Presented by Elgan Iorwerth. Elgan is the president of the Wasatch chapter of INCOSE and works as a systems engineer at KBR.

This presentation revealed a big gap in my knowledge of systems engineering. I have never worked for a project where we did a good job defining interfaces. This puzzled me because well-defined interfaces are key to many desirable results, including concurrent development, effective use of purchased components, and easier component and integration testing. I also noticed that when I was learning SysML, the chapter on modeling interfaces was by far the most difficult for me to understand. Elgan made several points that gave me insight into my difficulties with interfaces.
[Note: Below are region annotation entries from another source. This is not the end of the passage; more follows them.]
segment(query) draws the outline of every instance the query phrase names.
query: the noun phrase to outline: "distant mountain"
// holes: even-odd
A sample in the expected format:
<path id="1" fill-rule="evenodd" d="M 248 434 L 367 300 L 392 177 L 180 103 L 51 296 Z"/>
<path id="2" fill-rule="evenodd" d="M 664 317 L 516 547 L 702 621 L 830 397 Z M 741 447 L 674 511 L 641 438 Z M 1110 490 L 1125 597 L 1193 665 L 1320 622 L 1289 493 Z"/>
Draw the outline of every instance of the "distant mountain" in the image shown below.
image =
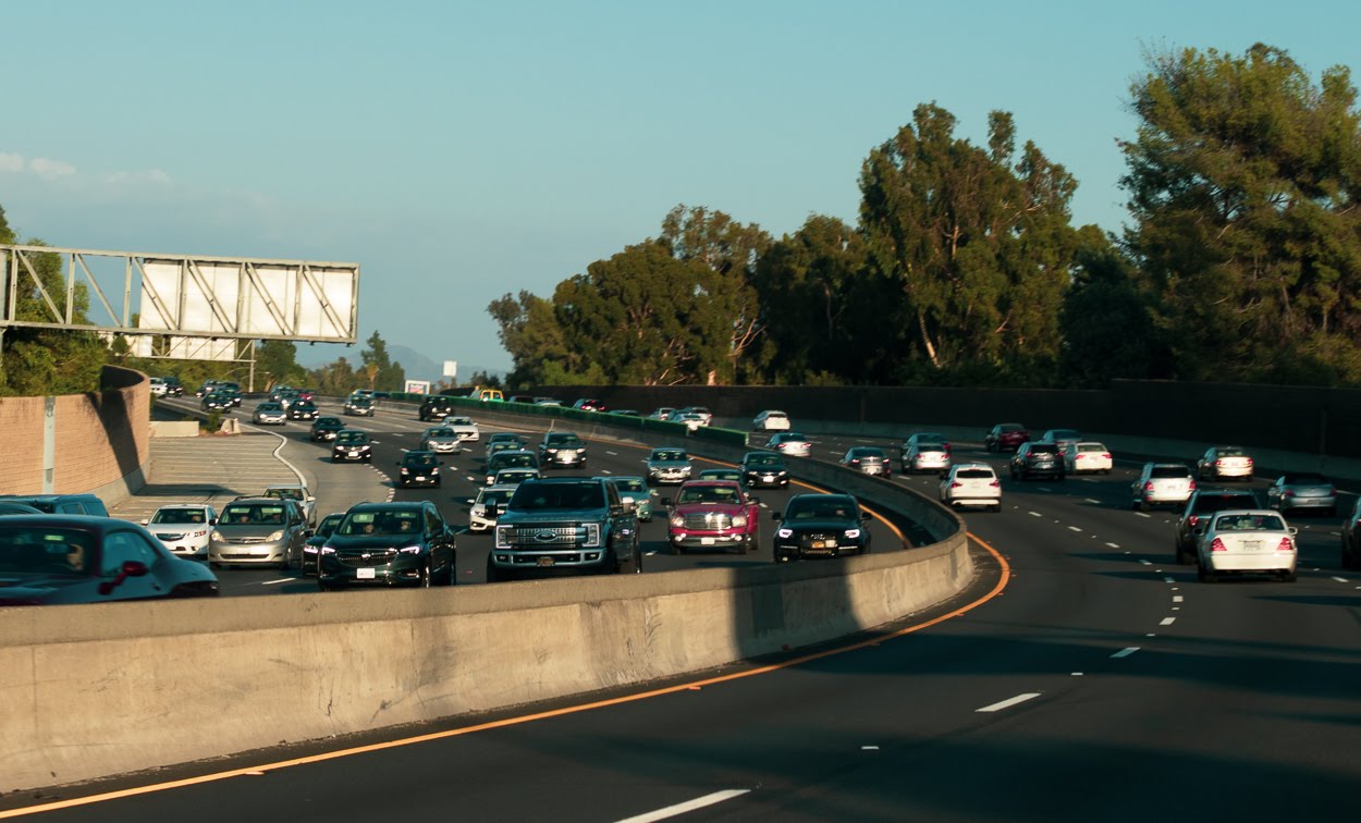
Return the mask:
<path id="1" fill-rule="evenodd" d="M 320 369 L 321 366 L 333 363 L 340 358 L 344 358 L 350 360 L 351 365 L 358 366 L 362 362 L 359 358 L 359 352 L 362 351 L 362 346 L 339 346 L 335 343 L 308 346 L 304 343 L 298 344 L 297 359 L 298 365 L 304 369 Z M 410 346 L 389 343 L 388 356 L 392 358 L 392 362 L 401 363 L 401 369 L 407 373 L 407 380 L 429 380 L 431 384 L 437 384 L 444 380 L 444 360 L 429 358 Z M 485 366 L 459 363 L 459 380 L 461 381 L 467 381 L 478 371 L 505 377 L 505 371 L 499 369 L 486 369 Z"/>

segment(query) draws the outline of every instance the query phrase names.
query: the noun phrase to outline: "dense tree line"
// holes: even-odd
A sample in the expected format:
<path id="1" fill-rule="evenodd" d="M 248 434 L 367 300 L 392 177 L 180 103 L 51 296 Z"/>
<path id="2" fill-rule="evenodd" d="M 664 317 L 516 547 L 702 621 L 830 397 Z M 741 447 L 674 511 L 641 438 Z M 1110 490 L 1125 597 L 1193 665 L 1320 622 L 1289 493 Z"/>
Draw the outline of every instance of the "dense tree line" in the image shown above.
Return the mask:
<path id="1" fill-rule="evenodd" d="M 489 306 L 508 384 L 1361 385 L 1361 128 L 1343 67 L 1153 53 L 1119 141 L 1130 222 L 1006 112 L 985 144 L 917 106 L 870 150 L 855 226 L 773 238 L 676 207 L 655 238 Z"/>

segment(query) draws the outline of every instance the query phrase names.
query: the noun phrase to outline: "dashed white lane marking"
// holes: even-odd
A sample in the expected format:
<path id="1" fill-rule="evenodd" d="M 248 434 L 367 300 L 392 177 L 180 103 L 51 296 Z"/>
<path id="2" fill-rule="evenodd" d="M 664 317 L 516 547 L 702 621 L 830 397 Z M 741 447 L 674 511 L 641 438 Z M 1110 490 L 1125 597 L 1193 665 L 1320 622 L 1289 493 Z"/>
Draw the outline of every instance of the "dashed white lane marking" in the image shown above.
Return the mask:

• Interfaces are multi-dimensional. Some dimensions are technical, but others are organizational. If different organizations are developing parts of a system, the interface between the parts also governs the interactions between the organizations.
• Interfaces should be developed from the inside-out. If one interface has to be changed, it should affect as few other interfaces as possible. The OSI network communication protocol is an example of a system designed to encapsulate the functionality of each of its seven layers within well-defined interfaces.
• Some interfaces are dynamic rather than static. For example, a device may draw more current when it first powers up and then use less power when it is running. The power supply needs to accommodate this initial surge.

With these insights, I’ll go back and reread the chapter on modeling interfaces in SysML. Maybe it will be easier to understand.